1. I laughed when Hannah (the Lena Dunham character) got mad at Marnie (the Allison Williams character) for letting the song "Fast Car" play on the car radio and singing along. "Fast Car" is that 1988 Tracy Chapman recording that — in my experience — comes on the "Coffeehouse"-type channels of satellite radio far too often. The Wikipedia article on the song suggests why XM programmers think that's what will work on listeners who hang out on that part of the dial:
According to Metro Weekly critic Chris Gerard, "Fast Car" tells a grittily realistic story of a working poor woman trying to escape the cycle of poverty, set to folk rock music. The song's arrangement was described by Orlando Sentinel writer Thom Duffy as "subtle folk-rock," while Billboard magazine's Gary Trust deemed the record a "folk/pop" song. Dave Marsh said it was perhaps an "optimistic folk-rock narrative," whose characters are in a homeless shelter. American culture critic Jim Cullen believed that with songs like "Fast Car", Chapman brought a uniquely Black and feminist perspective to acoustic folk-rock's generally White, middle-class audience.
When I hear the song, which I've heard way too many times over the last 30 years, I think of the well-off white people who love themselves too much for loving it. So I delighted at Hannah's annoyance at Marnie's loving the song. And I was crushed when absolutely the last thing that happened in the series was Hannah — as she got her baby to breastfeed at last — manifesting her long-awaited ascendance into adulthood by softly singing "Fast Car." My favorite thing about the episode — Hannah's irritation at Marnie's lame self-love at loving "Fast Car" — got ruined.
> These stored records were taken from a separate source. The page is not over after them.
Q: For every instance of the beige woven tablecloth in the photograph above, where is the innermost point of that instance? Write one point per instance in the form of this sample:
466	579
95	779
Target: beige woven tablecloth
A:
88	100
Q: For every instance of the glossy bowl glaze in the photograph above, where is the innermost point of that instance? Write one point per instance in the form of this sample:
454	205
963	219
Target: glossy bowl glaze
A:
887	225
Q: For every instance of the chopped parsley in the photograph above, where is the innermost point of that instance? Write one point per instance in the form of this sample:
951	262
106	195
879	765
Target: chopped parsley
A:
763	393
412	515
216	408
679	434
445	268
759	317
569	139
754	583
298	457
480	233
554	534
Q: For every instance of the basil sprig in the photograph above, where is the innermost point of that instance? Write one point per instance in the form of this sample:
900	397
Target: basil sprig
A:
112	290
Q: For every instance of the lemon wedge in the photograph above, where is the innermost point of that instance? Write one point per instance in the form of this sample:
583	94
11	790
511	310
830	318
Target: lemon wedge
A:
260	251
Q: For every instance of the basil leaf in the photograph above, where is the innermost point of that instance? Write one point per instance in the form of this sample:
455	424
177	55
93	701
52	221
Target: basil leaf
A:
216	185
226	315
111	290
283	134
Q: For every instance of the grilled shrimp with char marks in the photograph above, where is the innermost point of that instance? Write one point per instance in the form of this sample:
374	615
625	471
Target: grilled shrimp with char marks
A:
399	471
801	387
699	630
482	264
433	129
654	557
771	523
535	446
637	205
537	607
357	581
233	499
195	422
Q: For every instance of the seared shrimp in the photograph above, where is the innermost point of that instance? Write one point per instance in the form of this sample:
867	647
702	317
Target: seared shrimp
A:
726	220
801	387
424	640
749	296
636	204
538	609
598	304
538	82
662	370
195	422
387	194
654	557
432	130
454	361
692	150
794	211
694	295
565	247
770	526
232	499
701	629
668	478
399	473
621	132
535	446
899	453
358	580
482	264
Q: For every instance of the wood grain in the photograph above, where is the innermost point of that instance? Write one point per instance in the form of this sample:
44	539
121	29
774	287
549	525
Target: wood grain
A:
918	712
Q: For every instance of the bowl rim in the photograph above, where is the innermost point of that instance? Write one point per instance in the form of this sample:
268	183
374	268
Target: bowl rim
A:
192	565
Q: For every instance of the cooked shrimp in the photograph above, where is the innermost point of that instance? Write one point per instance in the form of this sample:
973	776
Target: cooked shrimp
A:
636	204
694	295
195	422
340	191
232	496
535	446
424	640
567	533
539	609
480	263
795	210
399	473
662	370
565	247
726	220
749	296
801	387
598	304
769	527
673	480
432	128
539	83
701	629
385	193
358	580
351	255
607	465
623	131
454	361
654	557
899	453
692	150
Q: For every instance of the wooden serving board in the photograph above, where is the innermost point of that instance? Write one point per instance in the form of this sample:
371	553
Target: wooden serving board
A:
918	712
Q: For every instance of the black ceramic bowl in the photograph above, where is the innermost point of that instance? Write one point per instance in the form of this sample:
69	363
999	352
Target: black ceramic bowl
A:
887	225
2. Meade — who tends to sit with me when I watch one of my shows — had a different reaction to "Fast Car." He thought it meant that Marnie — who was driving the car — was going to crash and kill them all. I said: "That's how they're going to end the series — just randomly kill everybody?!"
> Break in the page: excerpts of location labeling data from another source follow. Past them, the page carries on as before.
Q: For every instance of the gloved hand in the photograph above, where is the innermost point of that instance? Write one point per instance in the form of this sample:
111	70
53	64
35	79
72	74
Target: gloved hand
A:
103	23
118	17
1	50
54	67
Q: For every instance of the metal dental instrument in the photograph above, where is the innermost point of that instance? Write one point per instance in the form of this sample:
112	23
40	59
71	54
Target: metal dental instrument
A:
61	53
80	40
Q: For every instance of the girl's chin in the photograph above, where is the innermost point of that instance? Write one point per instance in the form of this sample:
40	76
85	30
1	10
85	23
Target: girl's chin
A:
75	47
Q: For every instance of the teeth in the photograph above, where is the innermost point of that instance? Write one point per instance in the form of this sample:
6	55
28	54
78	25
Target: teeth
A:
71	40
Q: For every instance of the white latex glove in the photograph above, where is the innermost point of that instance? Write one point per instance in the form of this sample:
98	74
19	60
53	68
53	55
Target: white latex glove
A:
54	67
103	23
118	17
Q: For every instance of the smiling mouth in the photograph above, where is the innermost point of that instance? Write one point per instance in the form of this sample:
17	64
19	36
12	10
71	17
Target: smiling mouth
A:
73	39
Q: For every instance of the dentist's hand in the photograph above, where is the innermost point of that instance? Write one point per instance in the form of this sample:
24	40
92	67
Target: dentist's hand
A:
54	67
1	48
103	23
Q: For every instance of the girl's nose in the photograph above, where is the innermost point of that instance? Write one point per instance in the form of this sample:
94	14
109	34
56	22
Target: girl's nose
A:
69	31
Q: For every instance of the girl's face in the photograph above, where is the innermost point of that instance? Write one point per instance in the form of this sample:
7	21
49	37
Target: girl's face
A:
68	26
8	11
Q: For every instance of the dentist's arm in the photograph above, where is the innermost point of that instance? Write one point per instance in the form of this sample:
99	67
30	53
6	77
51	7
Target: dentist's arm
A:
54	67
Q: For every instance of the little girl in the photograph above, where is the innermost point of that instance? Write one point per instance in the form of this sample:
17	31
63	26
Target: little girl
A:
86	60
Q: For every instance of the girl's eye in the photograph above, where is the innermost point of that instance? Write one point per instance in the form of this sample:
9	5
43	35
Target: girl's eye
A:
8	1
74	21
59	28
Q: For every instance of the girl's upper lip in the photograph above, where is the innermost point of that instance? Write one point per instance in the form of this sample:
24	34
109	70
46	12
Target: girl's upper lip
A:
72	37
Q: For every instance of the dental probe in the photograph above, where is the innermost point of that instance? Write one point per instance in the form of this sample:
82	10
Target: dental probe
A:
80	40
3. The story arc of the last season has been: Hannah got pregnant. In the final episode, the baby has arrived. We were spared having to endure an episode with labor pains, getting-to-the-hospital high jinks, pushing and screaming, umbilical cord twirling — all the theater of childbirth. But perhaps that was only because an earlier season had already given us a childbirth episode. We had many episodes of pregnant Hannah, and now, in the final episode, the baby is suddenly here. The drama/comedy is all about breastfeeding — the mechanics of breastfeeding and breastfeeding to represent everything about mother-and-child bonding. The story is really about the end of Hannah's life as the child to the recognition of herself as the mother. If the breasts repurpose themselves as milk dispensers — voila!

4. The baby appears to be black. Here's a picture of Hannah and Paul-Louis, the father of the baby. The actor playing the role is Riz Ahmed, a British man of Pakistani descent. It's as if the show's producers see race in terms of white and nonwhite. I suspect they thought it was racially enlightened to give the white main character a dark-skinned baby, but I found it distracting. How did the baby come out much darker than either parent? Maybe there's a scientific answer to how that could happen. I'm just saying it's distracting, and not just because I had to drift off into contemplating genetics. It's that I'm trying to imagine what they were thinking and how it related to the perennial criticism of the show that it is too much about the little problems of white people. Now, a little nonwhite baby comes into the world and saves Hannah. There's a lot of racial politics there to analyze, but the show didn't analyze it. My mind ran way off the track they wanted me to pay attention to. It was like the fast car in Meade's ideation.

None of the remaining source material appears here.